There is a poignancy to diaries and my dad. He died unexpectedly and suddenly from bowel cancer in the middle of treatment. His treatment plan carefully plotted two months beyond his life. I still have that diary. I now know that it was his decision to stop treatment when the odds of it giving him a good quality of life were slipping away.
On a lighter note, as you see from the only photo my filofax is not a thing of tidyness or order.
Pretty much anything can make me lose track of time. My most popular time to lose track of time is between 10 am and 3pm.
There is a standard list of things that are usually completed by 10 am, including writing this daily blog. Then I can lose myself in a task for a solid 5 hours until the need for a cup of tea and a snack pulls me out of concentrating, sometime between 2pm and 3:30pm. After the snack I clear up whatever the task was and begin my regular late afternoon plans. A dog walk tends to book-end my productive phase. What puzzles me about the productive period of the day is how variable my output is. There are days when I am shocked at the level of my achievement and others where I wonder what an earth I achieved in those 5 hours. One of life’s mysteries I suppose.

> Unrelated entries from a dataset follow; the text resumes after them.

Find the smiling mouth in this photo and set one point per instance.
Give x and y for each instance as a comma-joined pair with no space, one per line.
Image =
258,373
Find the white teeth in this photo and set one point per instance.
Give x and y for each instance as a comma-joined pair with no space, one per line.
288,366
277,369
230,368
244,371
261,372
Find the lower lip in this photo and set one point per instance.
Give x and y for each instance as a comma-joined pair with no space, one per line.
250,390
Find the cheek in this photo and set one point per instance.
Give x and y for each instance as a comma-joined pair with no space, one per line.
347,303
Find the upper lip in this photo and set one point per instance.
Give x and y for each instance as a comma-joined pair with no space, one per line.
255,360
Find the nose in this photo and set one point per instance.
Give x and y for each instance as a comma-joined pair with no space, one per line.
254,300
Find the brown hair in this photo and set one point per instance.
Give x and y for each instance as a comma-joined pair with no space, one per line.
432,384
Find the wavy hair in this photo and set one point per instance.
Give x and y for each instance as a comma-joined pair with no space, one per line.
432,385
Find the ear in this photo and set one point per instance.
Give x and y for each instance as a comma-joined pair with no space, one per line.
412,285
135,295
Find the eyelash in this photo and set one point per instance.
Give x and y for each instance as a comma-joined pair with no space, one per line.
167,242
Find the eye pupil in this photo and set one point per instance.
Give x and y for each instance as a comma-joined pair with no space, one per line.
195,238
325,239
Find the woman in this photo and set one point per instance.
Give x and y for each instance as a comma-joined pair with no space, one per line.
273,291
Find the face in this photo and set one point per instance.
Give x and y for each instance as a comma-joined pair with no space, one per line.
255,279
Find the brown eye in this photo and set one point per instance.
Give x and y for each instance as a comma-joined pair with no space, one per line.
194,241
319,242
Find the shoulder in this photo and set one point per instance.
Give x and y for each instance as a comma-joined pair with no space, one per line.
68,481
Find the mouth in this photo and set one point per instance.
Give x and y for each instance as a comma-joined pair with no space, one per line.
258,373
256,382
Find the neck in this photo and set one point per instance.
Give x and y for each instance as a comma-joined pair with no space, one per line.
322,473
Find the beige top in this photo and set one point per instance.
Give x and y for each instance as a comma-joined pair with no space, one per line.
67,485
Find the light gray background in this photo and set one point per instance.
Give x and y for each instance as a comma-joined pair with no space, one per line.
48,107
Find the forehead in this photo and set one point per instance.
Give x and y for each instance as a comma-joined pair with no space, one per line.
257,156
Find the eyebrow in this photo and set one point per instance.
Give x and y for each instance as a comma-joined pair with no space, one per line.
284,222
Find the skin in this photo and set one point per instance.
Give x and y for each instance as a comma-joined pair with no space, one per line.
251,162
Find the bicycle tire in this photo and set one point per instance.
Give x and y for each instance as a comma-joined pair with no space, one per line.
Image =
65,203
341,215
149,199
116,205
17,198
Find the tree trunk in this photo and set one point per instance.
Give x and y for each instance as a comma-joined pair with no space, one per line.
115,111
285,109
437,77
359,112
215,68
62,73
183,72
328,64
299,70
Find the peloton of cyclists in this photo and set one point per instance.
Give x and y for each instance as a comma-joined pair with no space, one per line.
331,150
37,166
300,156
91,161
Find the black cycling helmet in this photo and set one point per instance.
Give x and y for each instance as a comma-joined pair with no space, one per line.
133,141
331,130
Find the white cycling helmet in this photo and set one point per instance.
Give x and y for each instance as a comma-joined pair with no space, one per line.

Another place to lose track is cold water swimming, or bobbing as our group of friends call it. There was nothing glam about last night’s bob but three of us bobbed about in this grey and misty environment for more than half an hour last night. The clocks of mind and body were stopped, recalibrated and refreshed by effortless chatter and some swimming. Dressing was particularly challenging as it was raining. Skin that is coated with seawater just gets really sticky when touched by rainwater. Before I realised I had been out of the house more than a hour and a half. The beach is only a five minute walk away.
In conclusion losing track of time seems to be something I am very good at.
Before deciding to use this prompt I read a few other blogs that had also chosen to go with this particular flow. Wisdom, Sex, God(s) and Acceptance all get a good going over by bloggers with mixed results, in my opinion.
I have no such certainty, in the few hours I have pondered this thought I have been going round in so many ponderous mental circles that I feel even more uncertain as to my definitive answer.
Dandelion at noon
Right now at 08:13 I have settled on being both less conscious and more conscious of being my genuine self. Society moulds us in many ways. Always an introvert I have moved through life being self-effacing* hiding behind so many self-created masks.
* Someone who’s self-effacing is shy and likes to stay out of the spotlight, shunning attention and praise. To efface something is to erase it, so to be self-effacing is to try to remove yourself from various situations, especially ones that draw attention.
David Bowie with his multiple stage personnas or Drag Queens seem to me to have the perfect way of being.
Dandelion at night.
A lovely, big, public personality that can take praise and adoration easily and humbly. A personality that can be slipped off at the end of the show, leaving the real person to slip out of the stage door anonymously without the need for dark glasses and an upturned collar.
Much as I would have liked to go through life in the style of Ziggy Stardust or Lily Savage that was never appropriate. So my characters looked exactly like me but with more Chutzpah*
*The positive aspect of chutzpah, which is more likely to lead to positive outcomes, revolves primarily around being confident, daring, and brazen.
I realise now, with age that self-effacing is a fairly daft way to go about life. But even as I write this I realise that being a brash ‘ out-there’ person was an impossible lifestyle choice for me. I so dislike the aura around Alpha Humans.
What has got better with age is knowing my own worth and finding somewhere in the middle ground. Not so self-effacing, more sequins and twinkle.